Step 3 - out of memory scenario - you evaluate [(count d) (count t)]. So, first you count elements in d, then in t. What will happen is that you will go through all values starting at the first element of d and realize them (marked as !):

* * * * * * * * * * * * * ! * * * * * * * * * * * * * * * * ... * * *
t t t t t t t t t t t t t d d d d d d d d d d d d d d d d d ... d d d 
                          ^
                         start here and move right ->

* * * * * * * * * * * * * ! ! * * * * * * * * * * * * * * * ... * * *
t t t t t t t t t t t t t d d d d d d d d d d d d d d d d d ... d d d 
                            ^

* * * * * * * * * * * * * ! ! ! * * * * * * * * * * * * * * ... * * *
t t t t t t t t t t t t t d d d d d d d d d d d d d d d d d ... d d d 
                              ^

                     ...

; this is theoretical end of counting process which will never happen
; because of OutOfMemoryError
* * * * * * * * * * * * * ! ! ! ! ! ! ! ! ! ! ! ! ! ! ! ! ! ... ! ! !
t t t t t t t t t t t t t d d d d d d d d d d d d d d d d d ... d d d 
                                                                    ^

Problem is that all the realized values (!) are being retained, because the head of the collection (first 12 elements) are still needed - we still need to evaluate (count t).
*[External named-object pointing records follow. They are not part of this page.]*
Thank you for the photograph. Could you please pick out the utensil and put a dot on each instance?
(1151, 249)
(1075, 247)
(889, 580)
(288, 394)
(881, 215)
This consumes a lot of memory causing JVM to crash.

Step 3 - valid scenario - this time you evaluate [(count t) (count d)]. So we first want to count elements in smaller, head sequence:

! * * * * * * * * * * * * * * * * * * * * * * * * * * * * * ... * * *
t t t t t t t t t t t t t d d d d d d d d d d d d d d d d d ... d d d 
^
start here and move right ->

                        ! * * * * * * * * * * * * * * * * * ... * * *
t t t t t t t t t t t t t d d d d d d d d d d d d d d d d d ... d d d 
                        ^

Then, we count elements in d sequence. Compiler knows that elements from t aren't needed anymore, so it can garbage collect them freeing up the memory:

                          ! * * * * * * * * * * * * * * * * ... * * *
t t t t t t t t t t t t t d d d d d d d d d d d d d d d d d ... d d d 
                          ^

                            ! * * * * * * * * * * * * * * * ... * * *
t t t t t t t t t t t t t d d d d d d d d d d d d d d d d d ... d d d 
                            ^

                     ...

                                                            ...     !
t t t t t t t t t t t t t d d d d d d d d d d d d d d d d d ... d d d 
                                                                    ^

Now we can see that, because elements from t weren't needed anymore, compiler was able to clear memory as it went through the large sequence.